Gilmore Girls' Lauren Graham Wants Women To Know About The Hidden Power We All Possess

She's best known for her role as the fierce and fiery Lorelai Gilmore, Rory Gilmore's outspoken mom on "Gilmore Girls," but there's more to Lauren Graham than you know. Graham recently sat down with Kelly Clarkson on "The Kelly Clarkson Show" this week to chat about one thing she believes women are good at, and how she thinks about getting older.

Graham, who was nominated for a Golden Globe for her role as Gilmore in 2002, also starred in "Parenthood," where she played yet another role as an easy-going mom, Sarah Braverman. In contrast to her on-screen roles as Gilmore and Braverman, who had each tied the knot at one point, Graham once revealed why she never got married. Though she was committed to her longtime partner Peter Krause, whom she met on the set of "Parenthood," the couple has since separated, per Us Magazine.

Graham details her breakup in her newly released second book, "Have I Told You This Already?: Stories I Don't Want to Forget to Remember," a collection of essays whose title is inspired by her longtime friendships. On "The Kelly Clarkson Show," Graham told Clarkson the title is, "sort of a nod to the age I am," Graham said, "which is an age where I've had such good friends for so long that in some cases I can't remember if I've told them the story already, if they were there with me when it happened."
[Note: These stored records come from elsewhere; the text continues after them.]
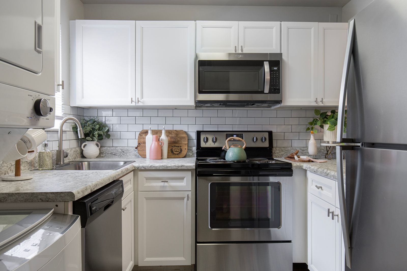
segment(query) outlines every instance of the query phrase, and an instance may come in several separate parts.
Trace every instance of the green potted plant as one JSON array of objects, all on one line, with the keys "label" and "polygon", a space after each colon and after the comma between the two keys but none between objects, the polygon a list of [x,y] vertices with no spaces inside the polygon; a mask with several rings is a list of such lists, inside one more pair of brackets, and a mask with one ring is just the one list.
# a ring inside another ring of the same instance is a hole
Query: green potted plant
[{"label": "green potted plant", "polygon": [[[346,132],[346,111],[345,111],[345,118],[344,120],[344,133]],[[324,140],[332,144],[336,141],[337,128],[338,125],[338,112],[336,110],[331,110],[330,114],[328,112],[321,112],[319,109],[314,110],[314,113],[317,117],[314,117],[308,123],[309,126],[306,130],[312,131],[314,133],[317,132],[315,126],[319,126],[324,129]]]},{"label": "green potted plant", "polygon": [[[102,140],[104,136],[105,138],[110,137],[109,127],[97,117],[89,119],[81,119],[80,122],[86,141],[81,146],[83,150],[83,155],[86,158],[96,158],[99,155],[99,148],[101,147],[98,141]],[[78,132],[76,124],[72,126],[72,130]]]}]

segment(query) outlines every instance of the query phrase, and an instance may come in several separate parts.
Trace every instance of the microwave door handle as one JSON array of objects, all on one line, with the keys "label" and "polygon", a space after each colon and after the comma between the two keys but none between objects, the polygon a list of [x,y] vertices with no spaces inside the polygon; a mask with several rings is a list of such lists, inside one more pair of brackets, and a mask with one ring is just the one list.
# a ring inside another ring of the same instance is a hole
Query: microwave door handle
[{"label": "microwave door handle", "polygon": [[270,66],[269,61],[264,61],[264,93],[268,93],[270,89]]}]

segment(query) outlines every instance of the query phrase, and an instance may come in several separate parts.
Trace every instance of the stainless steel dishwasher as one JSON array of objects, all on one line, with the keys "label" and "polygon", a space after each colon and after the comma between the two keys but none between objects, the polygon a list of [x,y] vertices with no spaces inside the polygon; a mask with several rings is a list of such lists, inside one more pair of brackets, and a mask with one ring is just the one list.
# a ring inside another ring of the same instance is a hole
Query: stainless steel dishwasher
[{"label": "stainless steel dishwasher", "polygon": [[122,270],[123,181],[118,180],[73,202],[81,216],[84,271]]}]

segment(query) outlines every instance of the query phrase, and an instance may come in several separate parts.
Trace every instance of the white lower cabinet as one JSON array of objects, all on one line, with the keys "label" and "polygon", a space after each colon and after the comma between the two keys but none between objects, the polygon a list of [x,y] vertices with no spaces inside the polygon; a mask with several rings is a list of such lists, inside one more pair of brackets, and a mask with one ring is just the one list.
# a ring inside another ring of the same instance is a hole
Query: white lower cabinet
[{"label": "white lower cabinet", "polygon": [[134,266],[134,192],[122,200],[122,260],[123,271]]},{"label": "white lower cabinet", "polygon": [[139,266],[191,264],[191,191],[138,193]]}]

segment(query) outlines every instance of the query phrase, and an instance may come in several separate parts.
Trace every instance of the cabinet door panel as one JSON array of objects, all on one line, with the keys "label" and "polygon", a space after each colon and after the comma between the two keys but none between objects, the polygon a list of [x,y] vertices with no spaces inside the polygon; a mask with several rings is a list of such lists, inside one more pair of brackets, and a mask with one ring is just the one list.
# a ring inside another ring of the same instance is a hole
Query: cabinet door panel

Lauren Graham speaks out about a double standard

During their interview, Kelly Clarkson reads a quote from Lauren Graham's book: "Maybe turning fears about aging and mortality into contemplation and comedy is just one of those things women are better at." Clarkson asks Graham to elaborate. Graham cites writer and filmmaker Nora Ephron as an inspiration, who "wrote a number of essays on aging," but realized during her research that there seemed to be fewer men writing about aging in a similar way.

Clarkson adds on to Graham's statement, suggesting that there is a double social standard between how women age and how men age.

Graham responds, "I think it's like one of those things that women are good at, which is turning a potential negative into something that we can learn from or something that's funny we can share, we can feel positive about, we can laugh about with our friends. I just think it's a uniquely female thing — at least in my limited Google research."